Ich weiß
schon, dass nicht nur meine Landsleute gastfreundlich sind. Ich kenne auch gastfreundliche Deutsche - aber eben auch welche, auf die das gar nicht zutrifft.
Was du im nächsten Absatz beschreibst, ist bei uns schon öfters der Fall. Es gibt viele großzügige Menschen, die ihre Verwandten und Freunde gerne verwöhnen. Umgekehrt erwarten sie von ihnen aber irgendwann dasselbe. Ich persönlich finde das nicht schlimm. Wenn ich mir z. B. vorstelle, dass mich jemand beim Weggehen schon 3x auf ein Getränk eingeladen hat, dann spendiere ich ihm selbstverständlich auch was. Sonst hätte ich ein schlechtes Gewissen.
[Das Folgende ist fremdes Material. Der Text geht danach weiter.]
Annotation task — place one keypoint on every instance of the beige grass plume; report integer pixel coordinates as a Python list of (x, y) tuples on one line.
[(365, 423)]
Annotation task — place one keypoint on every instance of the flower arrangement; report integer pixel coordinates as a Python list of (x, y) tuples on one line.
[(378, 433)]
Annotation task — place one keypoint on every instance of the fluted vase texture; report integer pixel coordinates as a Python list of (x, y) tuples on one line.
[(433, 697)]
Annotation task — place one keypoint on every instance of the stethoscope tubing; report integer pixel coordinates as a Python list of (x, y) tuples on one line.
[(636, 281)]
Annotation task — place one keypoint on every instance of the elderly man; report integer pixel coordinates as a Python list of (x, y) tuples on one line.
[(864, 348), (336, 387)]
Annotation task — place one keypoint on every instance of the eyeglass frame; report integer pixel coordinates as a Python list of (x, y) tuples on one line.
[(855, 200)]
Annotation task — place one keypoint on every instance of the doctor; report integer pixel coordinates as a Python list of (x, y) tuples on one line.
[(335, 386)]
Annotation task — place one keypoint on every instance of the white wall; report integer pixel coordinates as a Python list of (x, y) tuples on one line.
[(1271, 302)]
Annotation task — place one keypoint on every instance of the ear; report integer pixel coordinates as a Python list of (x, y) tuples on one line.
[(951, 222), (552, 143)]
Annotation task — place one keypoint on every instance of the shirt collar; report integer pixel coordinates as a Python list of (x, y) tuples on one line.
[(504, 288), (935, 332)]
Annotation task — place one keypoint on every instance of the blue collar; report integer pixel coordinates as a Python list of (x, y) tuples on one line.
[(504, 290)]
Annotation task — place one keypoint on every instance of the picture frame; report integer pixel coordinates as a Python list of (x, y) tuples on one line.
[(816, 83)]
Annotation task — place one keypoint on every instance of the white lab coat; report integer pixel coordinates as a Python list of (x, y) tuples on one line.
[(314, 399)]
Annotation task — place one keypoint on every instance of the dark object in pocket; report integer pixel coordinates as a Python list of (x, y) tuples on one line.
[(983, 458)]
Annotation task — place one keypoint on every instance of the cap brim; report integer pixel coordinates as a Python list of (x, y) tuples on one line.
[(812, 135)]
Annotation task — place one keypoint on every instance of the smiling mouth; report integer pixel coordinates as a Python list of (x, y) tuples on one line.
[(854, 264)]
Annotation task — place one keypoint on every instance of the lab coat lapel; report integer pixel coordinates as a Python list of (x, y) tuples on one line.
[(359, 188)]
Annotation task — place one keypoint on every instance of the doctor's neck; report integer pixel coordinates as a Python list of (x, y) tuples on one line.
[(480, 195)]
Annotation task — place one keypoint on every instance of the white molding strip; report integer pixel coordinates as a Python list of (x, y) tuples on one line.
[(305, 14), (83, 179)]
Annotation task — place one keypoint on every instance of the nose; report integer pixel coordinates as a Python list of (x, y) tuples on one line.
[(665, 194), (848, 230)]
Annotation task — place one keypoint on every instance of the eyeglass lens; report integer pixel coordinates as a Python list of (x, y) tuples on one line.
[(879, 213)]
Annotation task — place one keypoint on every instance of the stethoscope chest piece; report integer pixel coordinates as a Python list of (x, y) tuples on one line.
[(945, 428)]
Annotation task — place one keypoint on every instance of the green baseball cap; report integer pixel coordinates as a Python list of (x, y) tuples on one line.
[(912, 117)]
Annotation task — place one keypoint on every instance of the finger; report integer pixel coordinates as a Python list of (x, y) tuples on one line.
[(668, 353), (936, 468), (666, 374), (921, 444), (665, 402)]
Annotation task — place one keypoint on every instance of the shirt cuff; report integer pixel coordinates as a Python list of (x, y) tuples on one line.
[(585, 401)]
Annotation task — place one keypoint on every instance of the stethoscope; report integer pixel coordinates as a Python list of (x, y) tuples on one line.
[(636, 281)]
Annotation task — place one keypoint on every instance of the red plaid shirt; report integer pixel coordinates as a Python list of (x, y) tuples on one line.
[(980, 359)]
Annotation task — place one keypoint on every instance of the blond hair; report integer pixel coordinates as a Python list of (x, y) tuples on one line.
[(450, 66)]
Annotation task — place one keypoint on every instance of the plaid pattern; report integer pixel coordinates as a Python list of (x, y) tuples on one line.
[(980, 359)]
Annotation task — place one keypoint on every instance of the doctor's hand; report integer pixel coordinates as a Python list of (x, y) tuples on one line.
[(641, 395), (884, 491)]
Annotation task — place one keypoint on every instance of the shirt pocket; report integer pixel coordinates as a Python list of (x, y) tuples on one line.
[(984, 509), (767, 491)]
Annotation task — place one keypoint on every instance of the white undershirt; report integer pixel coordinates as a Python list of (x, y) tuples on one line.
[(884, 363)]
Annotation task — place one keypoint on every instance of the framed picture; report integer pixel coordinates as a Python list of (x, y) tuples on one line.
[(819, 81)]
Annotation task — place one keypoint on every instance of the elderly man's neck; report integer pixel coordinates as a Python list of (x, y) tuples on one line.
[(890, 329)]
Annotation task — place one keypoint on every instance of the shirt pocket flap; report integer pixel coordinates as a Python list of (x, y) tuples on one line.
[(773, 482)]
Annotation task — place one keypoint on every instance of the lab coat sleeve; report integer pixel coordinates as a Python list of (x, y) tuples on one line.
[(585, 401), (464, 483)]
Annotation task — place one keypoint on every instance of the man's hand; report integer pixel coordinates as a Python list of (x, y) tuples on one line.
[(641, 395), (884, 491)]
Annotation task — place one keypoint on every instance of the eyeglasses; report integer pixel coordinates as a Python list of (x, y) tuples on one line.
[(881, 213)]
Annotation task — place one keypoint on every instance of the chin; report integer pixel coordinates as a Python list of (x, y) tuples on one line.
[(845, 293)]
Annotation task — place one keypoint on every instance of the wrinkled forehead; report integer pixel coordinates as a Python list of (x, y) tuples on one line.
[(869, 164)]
Ich würde mich schämen, immer wieder von derselben Person eine Einladung anzunehmen und mich niemals zu revanchieren.
Genau das ist mir nämlich umgekehrt passiert. Als Schülerin in der Oberstufe hatte ich 2 Freundinnen, Töchter aus wohlhabendem Elternhaus, die wesentlich mehr Geld zur Verfügung hatten als ich. Trotzdem habe ich sie immer mal wieder eingeladen, sie mich aber nie. Zuerst habe ich gedacht, das würde schon noch werden, wenn ich ihnen eine Weile Großzügigkeit vorlebte. Die Jahre vergingen, es änderte sich nichts. Das hat mir sehr weh getan, und ich fühlte mich im Laufe der Zeit von ihnen ausgenutzt.
Als ich sie mal offen darauf angesprochen habe, waren sie beleidigt und haben mir sofort die Freundschaft gekündigt.
Über meinen Freund kann ich mich nicht beschweren, er tut ebenso gerne was für mich wie ich für ihn. Vor unserer Beziehung habe ich einen Mann gedatet, den ich nach 5 oder 6 Treffen nicht mehr sehen wollte. Dieser Mann war so ähnlich drauf wie diese beiden Freundinnen, hat sich trotz höherem Verdienst mehrmals von mir einladen lassen, sich aber nicht revanchiert.
Mir ist schon lange aufgefallen, dass viele Menschen hier in Deutschland große Probleme mit Erwartungen haben. Warum eigentlich? Was ist so schlimm daran, mal jemand anderem zuliebe etwas zu tun (wenn es keine allzu große Sache ist)? Ich habe kein Problem damit, die Erwartungen meiner Mitmenschen zu erfüllen, solange es sich nicht um kriminelle Handlungen dreht und es nicht um Ereignisse geht, die mein komplettes Leben auf den Kopf stellen. Ich würde mir z. B. nicht vorschreiben lassen, welchen Beruf ich ausübe oder mit welchem Mann ich mein Leben verbringe.
Aber warum diese Weigerung, jemanden auf eine Kleinigkeit einzuladen, wenn es diesem Menschen sehr viel bedeutet? Z. B. kann ich gar nichts mit dem Muttertag anfangen, den finde ich überflüssig wie Kropf. Trotzdem verbringe ich diesen Tag mit meiner Mutter, weil IHR das wichtig ist. Ich brech mir damit keinen Zacken aus der Krone, ist doch nur einer von 365 Tagen im Jahr!